早上七点,我蹲在小区门口的早点摊前啃油条,油锅里的面糊“滋啦”一声炸开,老板娘用长筷子翻面的动作像在打太极。隔壁桌穿蓝工装的男人突然开口:“师傅,能借个火吗?”他手里的烟卷在晨雾里晃了晃,我这才发现他工装裤膝盖处沾着两团水泥灰,指甲缝里嵌着细沙。

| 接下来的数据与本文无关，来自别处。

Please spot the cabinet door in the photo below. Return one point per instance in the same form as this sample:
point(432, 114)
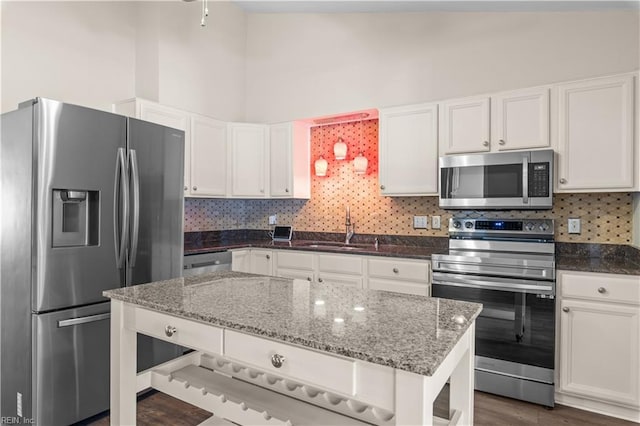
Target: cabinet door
point(409, 150)
point(261, 262)
point(596, 146)
point(599, 347)
point(240, 261)
point(521, 119)
point(464, 126)
point(248, 160)
point(177, 119)
point(338, 279)
point(406, 287)
point(208, 157)
point(281, 147)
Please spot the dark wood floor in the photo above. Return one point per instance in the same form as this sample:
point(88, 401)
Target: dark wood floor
point(490, 410)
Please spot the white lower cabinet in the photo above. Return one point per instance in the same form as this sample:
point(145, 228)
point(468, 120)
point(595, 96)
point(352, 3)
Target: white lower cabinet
point(599, 343)
point(261, 262)
point(399, 275)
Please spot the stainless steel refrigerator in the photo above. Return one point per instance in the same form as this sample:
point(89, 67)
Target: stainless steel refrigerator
point(90, 201)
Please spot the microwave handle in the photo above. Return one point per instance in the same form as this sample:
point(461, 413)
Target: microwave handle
point(525, 180)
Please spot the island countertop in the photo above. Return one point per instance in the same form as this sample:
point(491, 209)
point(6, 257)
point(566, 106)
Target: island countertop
point(411, 333)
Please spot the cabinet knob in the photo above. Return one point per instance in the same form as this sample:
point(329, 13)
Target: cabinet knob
point(277, 360)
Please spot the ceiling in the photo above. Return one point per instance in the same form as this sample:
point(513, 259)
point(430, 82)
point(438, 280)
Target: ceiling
point(386, 6)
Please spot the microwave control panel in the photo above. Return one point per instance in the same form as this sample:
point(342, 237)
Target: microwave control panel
point(539, 179)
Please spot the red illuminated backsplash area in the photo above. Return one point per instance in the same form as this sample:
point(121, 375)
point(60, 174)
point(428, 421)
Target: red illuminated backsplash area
point(606, 217)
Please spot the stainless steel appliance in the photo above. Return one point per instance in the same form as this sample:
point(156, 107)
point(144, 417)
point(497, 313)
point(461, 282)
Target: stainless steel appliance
point(90, 201)
point(508, 266)
point(504, 180)
point(198, 264)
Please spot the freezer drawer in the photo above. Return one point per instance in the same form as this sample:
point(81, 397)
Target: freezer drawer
point(71, 361)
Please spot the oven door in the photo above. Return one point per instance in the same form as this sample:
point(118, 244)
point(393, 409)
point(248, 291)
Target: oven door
point(515, 326)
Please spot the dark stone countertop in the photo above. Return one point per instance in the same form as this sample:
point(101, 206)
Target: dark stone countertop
point(604, 258)
point(407, 332)
point(388, 250)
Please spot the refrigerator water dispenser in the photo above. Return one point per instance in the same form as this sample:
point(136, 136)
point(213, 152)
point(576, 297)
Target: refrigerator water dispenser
point(75, 218)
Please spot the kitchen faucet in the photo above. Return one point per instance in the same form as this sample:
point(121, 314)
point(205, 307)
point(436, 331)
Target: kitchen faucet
point(349, 225)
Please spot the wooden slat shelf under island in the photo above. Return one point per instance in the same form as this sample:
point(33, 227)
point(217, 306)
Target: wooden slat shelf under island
point(275, 351)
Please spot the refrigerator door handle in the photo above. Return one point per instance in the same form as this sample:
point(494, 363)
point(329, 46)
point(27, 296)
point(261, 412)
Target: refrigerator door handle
point(83, 320)
point(135, 226)
point(121, 199)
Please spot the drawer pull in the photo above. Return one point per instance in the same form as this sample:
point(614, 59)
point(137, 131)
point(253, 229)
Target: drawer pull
point(277, 360)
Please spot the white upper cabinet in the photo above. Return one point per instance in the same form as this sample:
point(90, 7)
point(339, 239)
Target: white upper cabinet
point(596, 135)
point(208, 157)
point(408, 150)
point(520, 119)
point(289, 160)
point(165, 116)
point(464, 125)
point(248, 160)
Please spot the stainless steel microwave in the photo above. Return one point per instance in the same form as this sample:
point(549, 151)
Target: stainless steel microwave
point(503, 180)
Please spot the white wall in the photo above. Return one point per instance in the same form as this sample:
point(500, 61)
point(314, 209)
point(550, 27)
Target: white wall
point(78, 52)
point(186, 66)
point(95, 53)
point(306, 65)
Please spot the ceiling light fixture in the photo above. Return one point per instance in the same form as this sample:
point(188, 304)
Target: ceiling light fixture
point(341, 118)
point(321, 164)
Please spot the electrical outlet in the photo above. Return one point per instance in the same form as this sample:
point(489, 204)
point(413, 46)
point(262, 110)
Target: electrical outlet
point(574, 225)
point(420, 222)
point(435, 222)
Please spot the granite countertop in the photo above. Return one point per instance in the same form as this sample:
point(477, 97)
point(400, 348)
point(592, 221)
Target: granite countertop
point(388, 250)
point(412, 333)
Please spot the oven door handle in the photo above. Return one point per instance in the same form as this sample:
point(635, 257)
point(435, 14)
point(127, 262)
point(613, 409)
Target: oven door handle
point(488, 284)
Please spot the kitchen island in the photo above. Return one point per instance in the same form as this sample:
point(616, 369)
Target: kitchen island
point(278, 351)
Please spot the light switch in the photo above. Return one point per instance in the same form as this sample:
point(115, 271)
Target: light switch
point(574, 225)
point(420, 222)
point(435, 222)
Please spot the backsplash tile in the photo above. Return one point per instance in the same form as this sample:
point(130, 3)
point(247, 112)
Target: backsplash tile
point(606, 217)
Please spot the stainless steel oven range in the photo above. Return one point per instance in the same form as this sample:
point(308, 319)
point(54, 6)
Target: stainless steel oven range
point(508, 266)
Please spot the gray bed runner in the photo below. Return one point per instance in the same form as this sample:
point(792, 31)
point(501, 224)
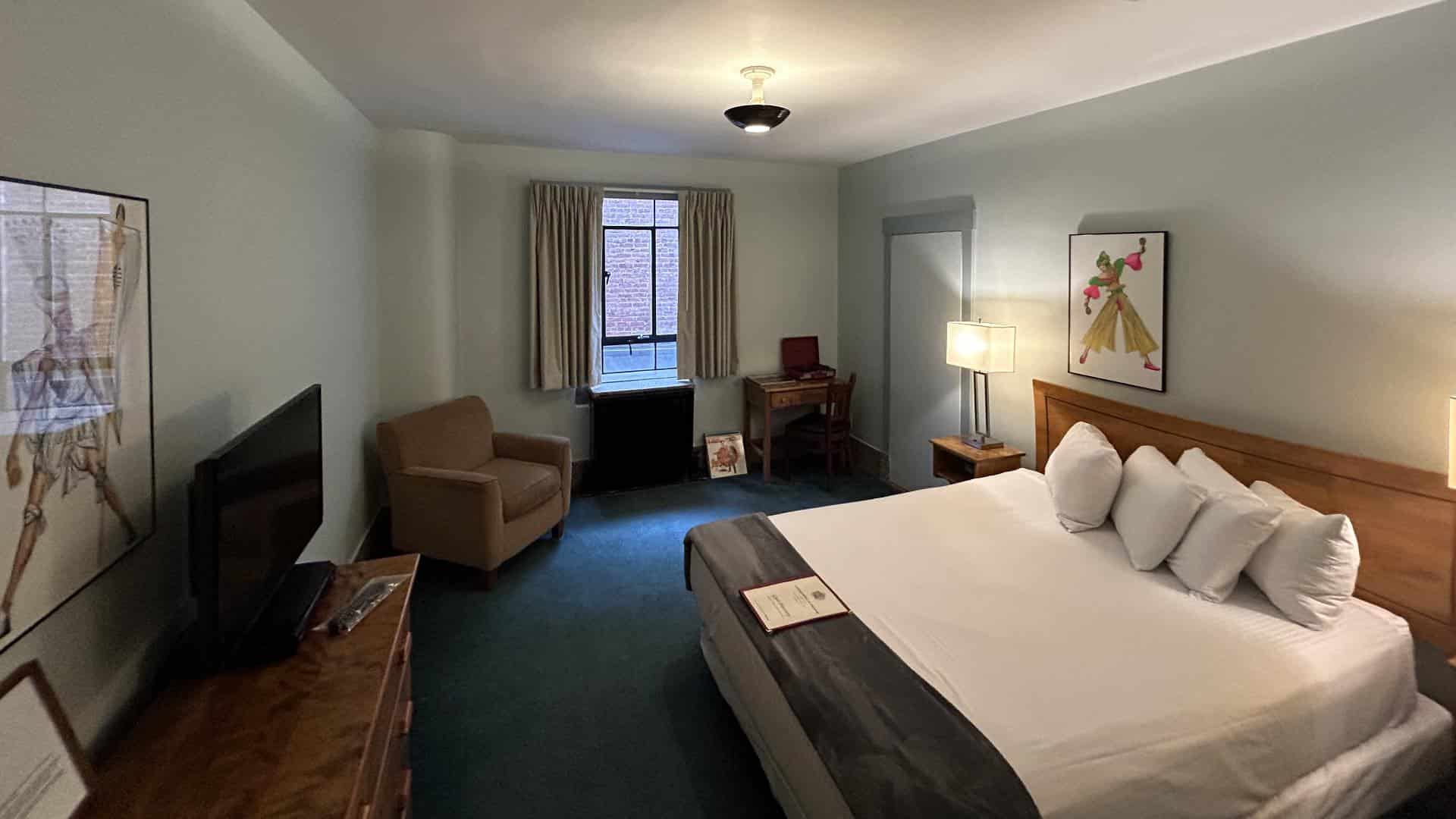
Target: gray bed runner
point(892, 742)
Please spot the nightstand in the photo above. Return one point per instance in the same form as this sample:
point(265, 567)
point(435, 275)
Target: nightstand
point(957, 461)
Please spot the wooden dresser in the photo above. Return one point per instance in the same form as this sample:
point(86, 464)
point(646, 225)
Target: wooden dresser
point(322, 735)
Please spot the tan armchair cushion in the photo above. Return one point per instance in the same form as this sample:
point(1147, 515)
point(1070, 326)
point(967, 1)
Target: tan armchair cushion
point(525, 485)
point(455, 435)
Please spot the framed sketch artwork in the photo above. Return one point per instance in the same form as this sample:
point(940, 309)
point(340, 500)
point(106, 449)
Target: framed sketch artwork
point(76, 401)
point(1116, 289)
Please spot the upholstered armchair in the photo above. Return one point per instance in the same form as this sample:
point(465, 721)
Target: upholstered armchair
point(465, 493)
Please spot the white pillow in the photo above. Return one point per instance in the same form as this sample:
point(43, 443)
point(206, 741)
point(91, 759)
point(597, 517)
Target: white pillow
point(1153, 506)
point(1225, 534)
point(1206, 471)
point(1308, 569)
point(1084, 474)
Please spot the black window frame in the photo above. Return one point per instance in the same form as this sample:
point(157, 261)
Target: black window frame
point(650, 337)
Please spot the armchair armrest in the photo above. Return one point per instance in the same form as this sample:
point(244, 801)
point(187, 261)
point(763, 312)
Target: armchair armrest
point(551, 450)
point(455, 479)
point(447, 513)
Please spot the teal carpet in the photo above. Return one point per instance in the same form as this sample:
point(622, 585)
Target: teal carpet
point(576, 687)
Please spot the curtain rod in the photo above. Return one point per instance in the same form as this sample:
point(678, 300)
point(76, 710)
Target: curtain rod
point(629, 188)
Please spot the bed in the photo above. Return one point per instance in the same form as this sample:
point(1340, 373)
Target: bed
point(1114, 692)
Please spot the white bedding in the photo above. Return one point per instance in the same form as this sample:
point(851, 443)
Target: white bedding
point(1110, 691)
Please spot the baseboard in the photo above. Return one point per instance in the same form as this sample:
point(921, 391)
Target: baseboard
point(868, 460)
point(376, 537)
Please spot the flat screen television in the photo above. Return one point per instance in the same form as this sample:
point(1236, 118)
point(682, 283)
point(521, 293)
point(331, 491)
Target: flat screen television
point(256, 503)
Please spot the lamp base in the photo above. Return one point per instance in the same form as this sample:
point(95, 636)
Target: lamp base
point(982, 441)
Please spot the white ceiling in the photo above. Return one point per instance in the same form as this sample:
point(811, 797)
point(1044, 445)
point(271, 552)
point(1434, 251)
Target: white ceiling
point(862, 77)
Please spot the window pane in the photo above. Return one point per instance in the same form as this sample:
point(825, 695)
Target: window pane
point(626, 213)
point(626, 357)
point(667, 356)
point(629, 287)
point(667, 281)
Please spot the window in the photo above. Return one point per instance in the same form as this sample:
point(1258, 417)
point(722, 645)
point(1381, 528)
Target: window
point(639, 284)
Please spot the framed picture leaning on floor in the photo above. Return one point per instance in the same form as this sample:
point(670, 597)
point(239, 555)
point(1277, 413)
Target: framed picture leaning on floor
point(1116, 306)
point(726, 455)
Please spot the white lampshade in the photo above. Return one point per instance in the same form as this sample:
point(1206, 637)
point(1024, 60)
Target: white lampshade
point(982, 347)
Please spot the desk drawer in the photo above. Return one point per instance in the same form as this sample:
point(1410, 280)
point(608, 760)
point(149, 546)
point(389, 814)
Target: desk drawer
point(799, 397)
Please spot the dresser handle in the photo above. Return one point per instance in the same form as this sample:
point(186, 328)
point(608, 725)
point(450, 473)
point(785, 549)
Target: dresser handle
point(405, 649)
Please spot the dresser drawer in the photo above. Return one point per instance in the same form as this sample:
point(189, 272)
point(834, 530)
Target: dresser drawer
point(386, 726)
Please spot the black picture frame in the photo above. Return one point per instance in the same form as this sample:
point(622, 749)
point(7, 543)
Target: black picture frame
point(149, 526)
point(1161, 331)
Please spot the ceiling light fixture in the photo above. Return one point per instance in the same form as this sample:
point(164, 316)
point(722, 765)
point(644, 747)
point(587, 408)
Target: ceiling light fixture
point(758, 117)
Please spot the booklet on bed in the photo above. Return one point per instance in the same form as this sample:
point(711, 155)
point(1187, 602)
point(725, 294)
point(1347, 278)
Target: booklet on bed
point(792, 602)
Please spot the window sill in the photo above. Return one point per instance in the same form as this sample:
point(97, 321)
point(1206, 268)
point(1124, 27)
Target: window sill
point(644, 385)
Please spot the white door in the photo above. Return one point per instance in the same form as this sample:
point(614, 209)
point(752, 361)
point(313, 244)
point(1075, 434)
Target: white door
point(925, 392)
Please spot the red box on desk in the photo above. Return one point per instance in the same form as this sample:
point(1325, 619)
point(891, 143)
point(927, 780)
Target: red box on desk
point(800, 357)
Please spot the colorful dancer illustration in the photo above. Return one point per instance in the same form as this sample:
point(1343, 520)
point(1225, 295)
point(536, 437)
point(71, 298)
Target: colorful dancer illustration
point(71, 397)
point(1103, 334)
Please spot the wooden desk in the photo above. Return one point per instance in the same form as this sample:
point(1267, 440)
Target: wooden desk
point(775, 392)
point(322, 735)
point(957, 461)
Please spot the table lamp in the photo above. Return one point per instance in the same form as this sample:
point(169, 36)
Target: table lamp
point(982, 349)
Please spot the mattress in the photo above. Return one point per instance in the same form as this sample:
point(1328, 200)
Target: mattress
point(1110, 691)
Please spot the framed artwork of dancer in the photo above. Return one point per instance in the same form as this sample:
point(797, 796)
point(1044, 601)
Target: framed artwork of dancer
point(76, 404)
point(1116, 306)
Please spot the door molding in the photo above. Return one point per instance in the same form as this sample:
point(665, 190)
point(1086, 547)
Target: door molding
point(932, 216)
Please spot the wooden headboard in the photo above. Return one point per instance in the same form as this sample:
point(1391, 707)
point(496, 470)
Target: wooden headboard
point(1404, 518)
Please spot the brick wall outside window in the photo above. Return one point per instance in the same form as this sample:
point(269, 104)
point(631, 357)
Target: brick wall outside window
point(628, 256)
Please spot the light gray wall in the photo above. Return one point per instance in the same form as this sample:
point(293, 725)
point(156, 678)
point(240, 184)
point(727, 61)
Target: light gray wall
point(261, 178)
point(1310, 196)
point(786, 271)
point(417, 270)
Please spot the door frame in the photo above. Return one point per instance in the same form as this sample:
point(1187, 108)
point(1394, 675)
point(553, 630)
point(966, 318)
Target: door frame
point(940, 216)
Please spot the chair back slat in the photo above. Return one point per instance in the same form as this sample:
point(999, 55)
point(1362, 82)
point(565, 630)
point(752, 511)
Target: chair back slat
point(836, 409)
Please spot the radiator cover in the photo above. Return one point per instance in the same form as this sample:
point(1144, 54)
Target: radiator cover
point(639, 436)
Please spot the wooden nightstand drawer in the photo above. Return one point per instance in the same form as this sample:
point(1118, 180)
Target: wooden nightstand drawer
point(956, 461)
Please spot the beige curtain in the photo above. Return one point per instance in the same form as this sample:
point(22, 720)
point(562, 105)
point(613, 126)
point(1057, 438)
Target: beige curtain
point(707, 303)
point(565, 284)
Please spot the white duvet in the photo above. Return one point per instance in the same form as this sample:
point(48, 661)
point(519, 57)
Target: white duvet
point(1110, 691)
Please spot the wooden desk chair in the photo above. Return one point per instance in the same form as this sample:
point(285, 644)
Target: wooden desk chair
point(827, 431)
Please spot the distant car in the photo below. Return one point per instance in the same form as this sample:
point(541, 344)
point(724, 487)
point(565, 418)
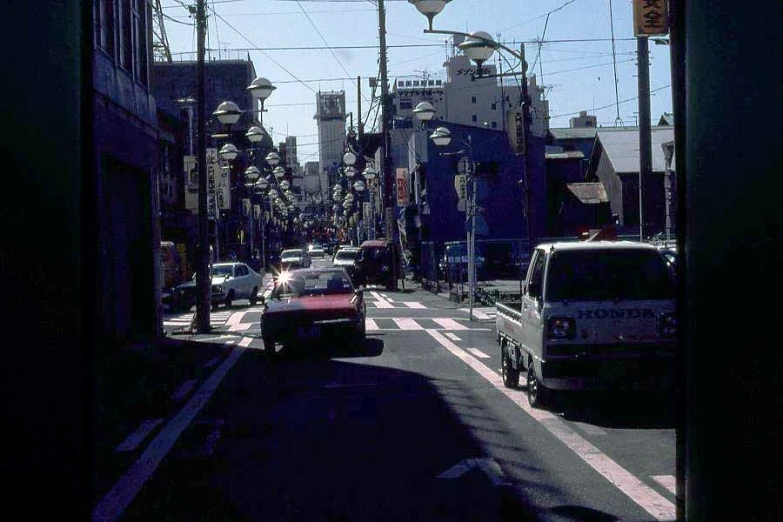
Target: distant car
point(316, 252)
point(293, 258)
point(230, 281)
point(313, 306)
point(346, 258)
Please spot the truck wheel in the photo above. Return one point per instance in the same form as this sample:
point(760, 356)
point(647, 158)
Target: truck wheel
point(537, 394)
point(510, 374)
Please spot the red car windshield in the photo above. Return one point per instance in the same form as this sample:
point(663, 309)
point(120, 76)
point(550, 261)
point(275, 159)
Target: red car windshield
point(301, 283)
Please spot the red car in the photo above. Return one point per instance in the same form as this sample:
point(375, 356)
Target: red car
point(313, 306)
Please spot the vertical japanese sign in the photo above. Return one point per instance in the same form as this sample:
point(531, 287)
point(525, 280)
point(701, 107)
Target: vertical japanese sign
point(402, 187)
point(650, 17)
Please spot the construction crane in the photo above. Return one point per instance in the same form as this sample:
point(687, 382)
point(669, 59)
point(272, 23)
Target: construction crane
point(160, 42)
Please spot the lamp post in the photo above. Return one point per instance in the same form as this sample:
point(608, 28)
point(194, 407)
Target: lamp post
point(479, 47)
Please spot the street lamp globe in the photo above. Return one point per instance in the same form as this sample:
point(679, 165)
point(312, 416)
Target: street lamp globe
point(478, 47)
point(429, 8)
point(424, 111)
point(228, 152)
point(261, 88)
point(370, 173)
point(255, 134)
point(272, 159)
point(441, 136)
point(349, 158)
point(227, 113)
point(252, 174)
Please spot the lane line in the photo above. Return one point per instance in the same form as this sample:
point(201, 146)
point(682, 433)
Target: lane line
point(642, 494)
point(450, 324)
point(236, 317)
point(590, 429)
point(112, 505)
point(478, 353)
point(667, 481)
point(184, 390)
point(135, 438)
point(408, 324)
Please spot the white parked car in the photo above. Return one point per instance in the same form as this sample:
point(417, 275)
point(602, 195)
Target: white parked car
point(230, 281)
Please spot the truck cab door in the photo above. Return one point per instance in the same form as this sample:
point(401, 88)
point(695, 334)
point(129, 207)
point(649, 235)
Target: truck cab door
point(532, 303)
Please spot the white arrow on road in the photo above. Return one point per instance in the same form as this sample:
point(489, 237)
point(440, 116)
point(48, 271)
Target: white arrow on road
point(488, 466)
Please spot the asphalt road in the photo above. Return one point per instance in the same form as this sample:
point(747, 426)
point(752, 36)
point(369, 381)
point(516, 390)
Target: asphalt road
point(415, 426)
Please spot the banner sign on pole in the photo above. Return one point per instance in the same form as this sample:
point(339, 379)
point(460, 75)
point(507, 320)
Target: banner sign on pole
point(402, 187)
point(650, 17)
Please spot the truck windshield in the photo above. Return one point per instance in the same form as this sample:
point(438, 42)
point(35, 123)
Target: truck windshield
point(604, 275)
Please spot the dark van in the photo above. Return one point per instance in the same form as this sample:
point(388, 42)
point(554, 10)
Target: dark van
point(378, 262)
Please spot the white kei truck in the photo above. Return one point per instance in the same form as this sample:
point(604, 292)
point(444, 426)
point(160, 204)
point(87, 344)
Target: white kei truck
point(593, 315)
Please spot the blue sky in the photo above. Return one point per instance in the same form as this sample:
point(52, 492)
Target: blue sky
point(308, 46)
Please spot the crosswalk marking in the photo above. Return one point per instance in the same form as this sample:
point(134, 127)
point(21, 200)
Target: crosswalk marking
point(667, 481)
point(450, 324)
point(408, 324)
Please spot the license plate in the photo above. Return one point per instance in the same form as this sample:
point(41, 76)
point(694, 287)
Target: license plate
point(308, 332)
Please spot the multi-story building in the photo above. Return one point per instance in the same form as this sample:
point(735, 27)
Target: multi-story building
point(126, 160)
point(330, 115)
point(174, 87)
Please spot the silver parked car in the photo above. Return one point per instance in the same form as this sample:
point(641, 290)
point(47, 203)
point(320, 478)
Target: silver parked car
point(230, 281)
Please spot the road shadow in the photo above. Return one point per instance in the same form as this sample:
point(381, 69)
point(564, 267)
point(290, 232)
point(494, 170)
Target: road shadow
point(620, 409)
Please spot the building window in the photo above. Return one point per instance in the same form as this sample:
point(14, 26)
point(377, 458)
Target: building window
point(104, 25)
point(126, 35)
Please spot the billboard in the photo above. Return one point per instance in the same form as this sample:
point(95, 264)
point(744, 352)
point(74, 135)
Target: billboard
point(650, 17)
point(402, 187)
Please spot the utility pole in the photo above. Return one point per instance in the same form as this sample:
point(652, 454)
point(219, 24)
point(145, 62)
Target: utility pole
point(203, 286)
point(645, 133)
point(386, 174)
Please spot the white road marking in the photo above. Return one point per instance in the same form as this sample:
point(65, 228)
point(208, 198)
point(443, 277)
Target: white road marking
point(408, 324)
point(667, 481)
point(241, 327)
point(450, 324)
point(478, 313)
point(212, 362)
point(642, 494)
point(184, 390)
point(111, 506)
point(478, 353)
point(589, 428)
point(236, 317)
point(381, 302)
point(135, 438)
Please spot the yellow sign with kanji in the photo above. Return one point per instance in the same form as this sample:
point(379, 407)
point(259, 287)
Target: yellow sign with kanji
point(650, 17)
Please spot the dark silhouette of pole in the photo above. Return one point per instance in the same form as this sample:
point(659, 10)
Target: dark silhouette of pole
point(645, 133)
point(202, 247)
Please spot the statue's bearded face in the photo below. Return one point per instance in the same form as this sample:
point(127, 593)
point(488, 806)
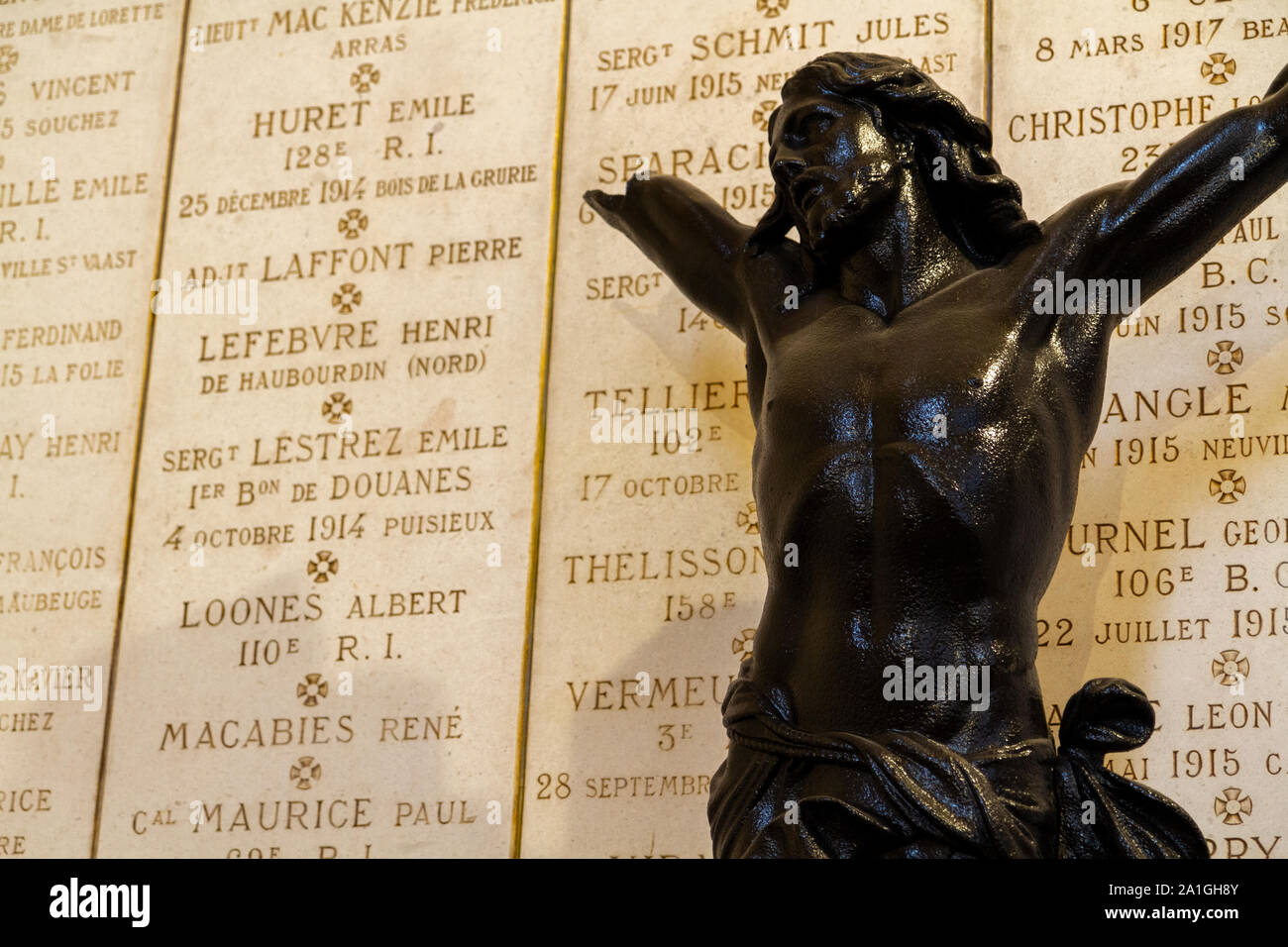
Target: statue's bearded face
point(835, 167)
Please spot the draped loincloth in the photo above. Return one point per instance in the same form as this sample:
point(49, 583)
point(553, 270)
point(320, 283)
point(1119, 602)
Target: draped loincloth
point(787, 792)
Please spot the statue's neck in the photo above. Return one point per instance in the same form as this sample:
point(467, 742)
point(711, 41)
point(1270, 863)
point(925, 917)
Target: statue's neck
point(910, 260)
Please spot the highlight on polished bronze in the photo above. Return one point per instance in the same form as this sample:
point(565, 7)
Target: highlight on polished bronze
point(926, 368)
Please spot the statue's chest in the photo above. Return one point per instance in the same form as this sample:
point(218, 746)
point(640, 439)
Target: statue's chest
point(923, 382)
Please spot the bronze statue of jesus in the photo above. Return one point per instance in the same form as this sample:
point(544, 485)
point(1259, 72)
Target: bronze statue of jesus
point(919, 424)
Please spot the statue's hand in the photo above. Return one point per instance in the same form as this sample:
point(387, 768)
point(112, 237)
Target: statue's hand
point(608, 206)
point(1280, 81)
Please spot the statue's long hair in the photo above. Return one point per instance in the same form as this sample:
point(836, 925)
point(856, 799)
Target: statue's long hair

“您这活儿得爬高吧?”我指指他安全帽上歪斜的反光条。他吐了个烟圈,露出缺了半颗的门牙:“今儿得给六楼阳台装防护栏,昨儿刚下过雨,瓷砖滑得跟抹了油似的。”说话间,早点摊的塑料凳被风吹得“吱呀”响,他下意识用脚勾住凳腿,这个动作让我想起上周在工地见过的老泥瓦匠——他们总能在嘈杂环境里精准捕捉到松动的物件。
九点钟我路过那栋楼,果然看见他系着安全绳在阳台外晃荡。防护栏刚焊到一半,他突然停住动作,从工具包里摸出个保温杯抿了口,水蒸气在冷空气里凝成白雾。“这活儿得讲究节奏,”他隔着窗户冲我喊,“像熬粥似的,火太急容易糊,太慢又夹生。”我注意到他腰间别着个褪色的帆布包,包口露出半截卷尺和几支不同型号的螺丝刀。
下午三点再经过时,防护栏已经装好,银灰色的金属框在阳光下泛着冷光。他正蹲在楼道里整理工具,安全绳盘成圈堆在脚边,像条蜷缩的蟒蛇。“完活儿了?”我问。他摘下手套,露出被胶带缠满指节的手:“得给东家留个电话,万一螺丝松了随时找我。”说话时,他工装口袋里的水平仪突然滑出来,在水泥地上磕出清脆的响声。
傍晚下起小雨,我站在便利店屋檐下躲雨,远远看见他骑着电动车往家赶。车后座绑着个鼓鼓囊囊的蛇皮袋,雨衣下摆被风吹得猎猎作响。路过早点摊时,他特意减速和老板娘打了声招呼,油锅里新炸的油条正泛着金黄的光。